A third of all fertilizers shipped by sea originate from this region. However, Iran's actions have effectively closed the Strait of Hormuz, preventing these vital shipments from reaching the global market. The UN has voiced particular concern about the impact on developing countries.

The Gulf is a key manufacturer of artificial fertilizers, primarily due to its abundant natural gas reserves, a critical feedstock for production. The region accounts for nearly half of the world's sulfur sales and a third of urea, the most widely traded fertilizer. It also produces a quarter of globally traded ammonia.

Major food-producing nations, including the United States and Australia, rely heavily on Gulf nations for urea and phosphate. Brazil, the world's top soybean producer, imports most of its urea from Qatar and Iran.

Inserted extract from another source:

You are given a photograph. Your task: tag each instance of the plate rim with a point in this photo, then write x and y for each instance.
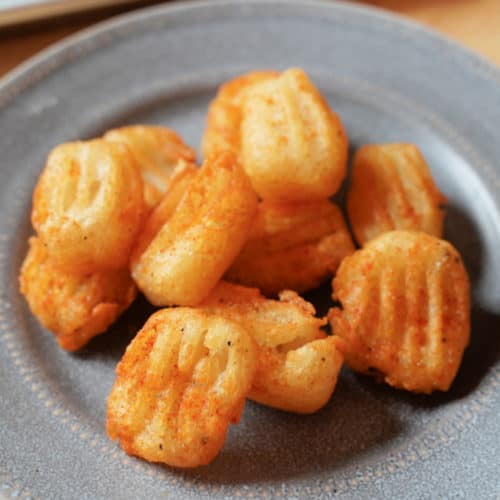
(114, 25)
(59, 49)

While Europe sources only 11% of its urea from the Gulf, it faces indirect impacts. Morocco, a significant supplier of phosphorus-based fertilizers to Europe, depends on the Gulf for sulfur. Additionally, Egypt, a key urea supplier to the EU, is experiencing a halt in natural gas supplies from Israel, driving up Egyptian urea prices.

Without essential fertilizer inputs like nitrogen, phosphorus, and potassium, global crop production could decline by a third. Nitrogen fertilizers, in particular, require substantial energy, often derived from natural gas. Sulfur, a co-product of the oil and gas industry, is also integral.

Beyond the duration of the conflict, concerns linger about potential damage to fertilizer production facilities, which could delay a return to normalcy. The outlook for the upcoming sowing season in the southern hemisphere, beginning in June, remains uncertain.